Employees and self-insured groups partnering with medical providers can increase benefits and contain costs. Employees can help their self-insured employers see how changes to their current benefits can better serve everyone.
Many traditional insurance companies reimburse for unlimited infertility diagnosis and tubal surgery but do not reimburse for assisted reproductive technology procedures because they assume that paying for these procedures will increase overall costs.
But traditional insurance carriers can limit their financial liability and increase subscriber benefits by providing a limited diagnosis and treatment benefit that includes assisted reproductive technology procedures. For example, in 1988 an infertility center approached a large traditional insurance carrier in the Midwest. As partners, they created a $15,000 infertility diagnosis and treatment benefit that included assisted reproductive technology procedures. They based the benefit on proper coding and a willingness between the infertility center and the insurance carrier to work together. The insurance carrier recognized that a limited benefit would limit their financial liability. They also discovered that they could offer the new benefit with no rate increase in premiums. In other words, subscribers received assisted reproductive technology benefits at no additional cost. The insurance carrier commented that they were interested in stopping patients from having numerous and ineffective tubal surgeries. They continue to offer this benefit to over 1 million subscribers today.

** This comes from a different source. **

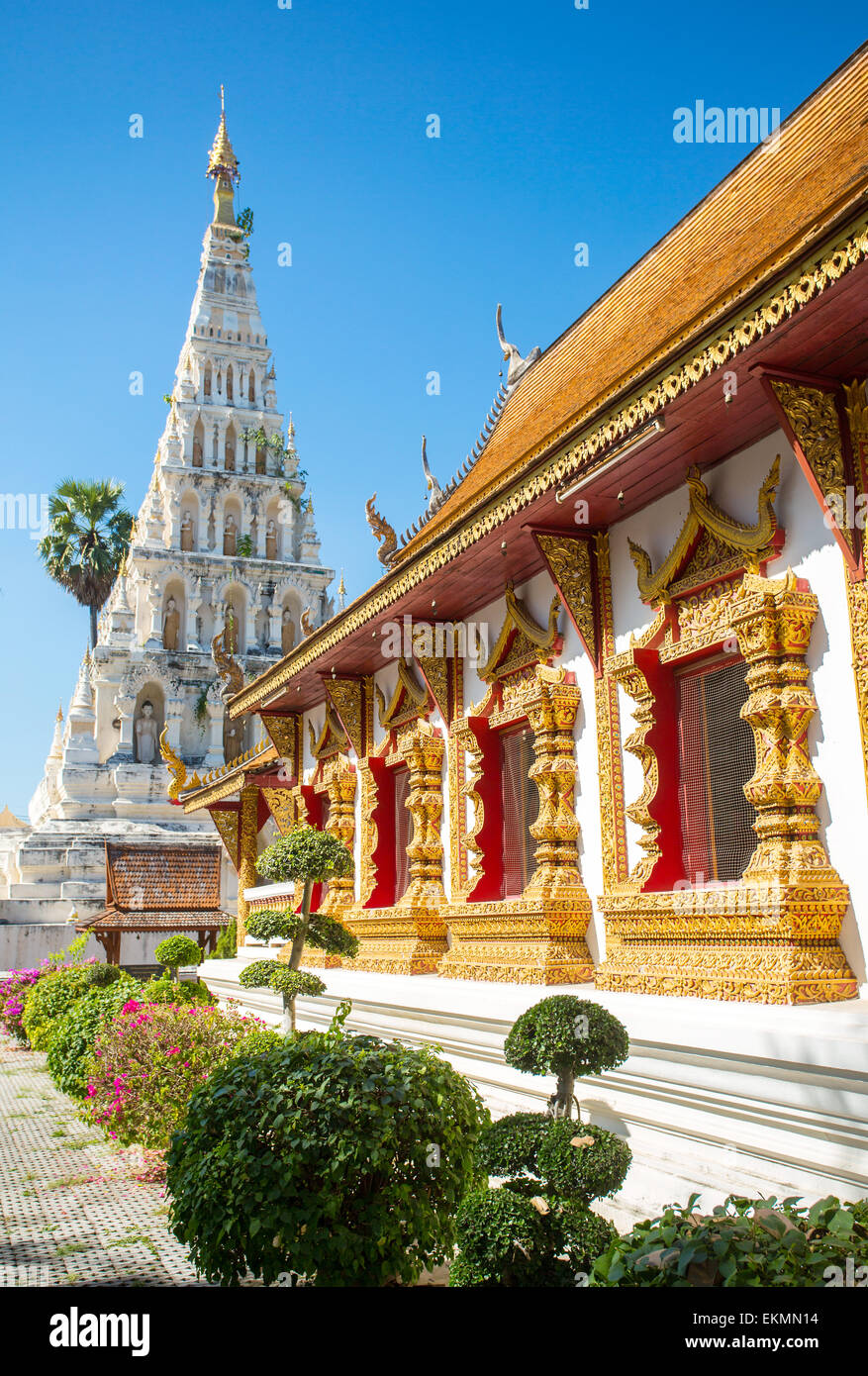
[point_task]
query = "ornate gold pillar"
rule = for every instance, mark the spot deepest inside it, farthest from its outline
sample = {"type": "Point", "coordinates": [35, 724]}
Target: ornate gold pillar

There is still over $4,000 we are still paying for, but I got on a payment plan through the doctors office. Good luck and feel free to email me if you have any questions.
The question you want to ask them should be:
"Through no fault of my own I have a medical disease that doesn’t allow me to have children. There is medical advancements that would allow me this opportunity and you (employer/insurer) have determined what is best for me by eliminating the ability to cover for these procedures. Even though I am paying for my co-workers to have children, smoke, etc." Educate on the diagnosis and procedures does not break the bank for the employer/insurer.